Student’s Name
Institutional Affiliation
Sustainable Development Goals
Introduction
For years, sustainable development has played a significant role in developing Singapore. Although Singapore is still a young nation, it has made a significant process in achieving the 17 Sustainable Development Goals (SDGs), which have been established under the 2030 Agenda for Sustainable Development (Gupta & Vegelin, 2016, p.434). Singapore has restructured policies that align with long-term sustainability. The developing country has also attempted to manage its scarce resources such as energy and water, and integrating nature by creating a Garden City. Moreover, the SDGs have enhanced the education sector by creating affordable and accessible education to provide each child with a solid start. For the nation to support its aging population, it has reviewed the healthcare subsidies and policies.
Currently, all Singaporeans, regardless of their class or age, can now enjoy quality education and healthcare, clean water, air, and proper sanitation.
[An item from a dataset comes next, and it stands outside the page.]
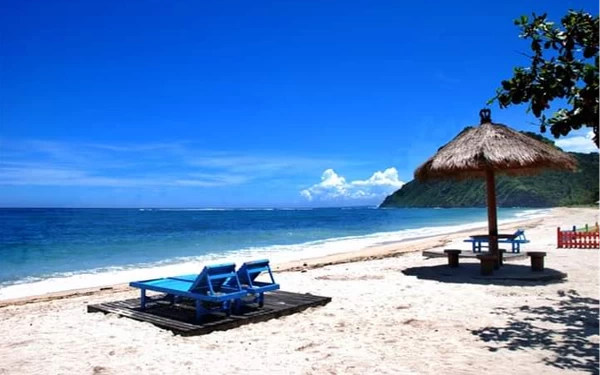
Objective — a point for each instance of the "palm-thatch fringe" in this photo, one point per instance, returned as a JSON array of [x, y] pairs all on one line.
[[493, 147]]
Typically, different countries should adopt multiple sustainable development models. Every country is required to embrace solutions that fit their particular priorities or circumstances. Therefore, it is essential, especially for developing countries, to learn from other nation’s experiences in establishing SDGs (Hickel et al., 2015). For Singapore, it is mainly focused on achieving the 2030 Agenda for Sustainable Development. This paper will evaluate the progress Singapore has made towards achieving its SDG of ending poverty by embracing social assistance.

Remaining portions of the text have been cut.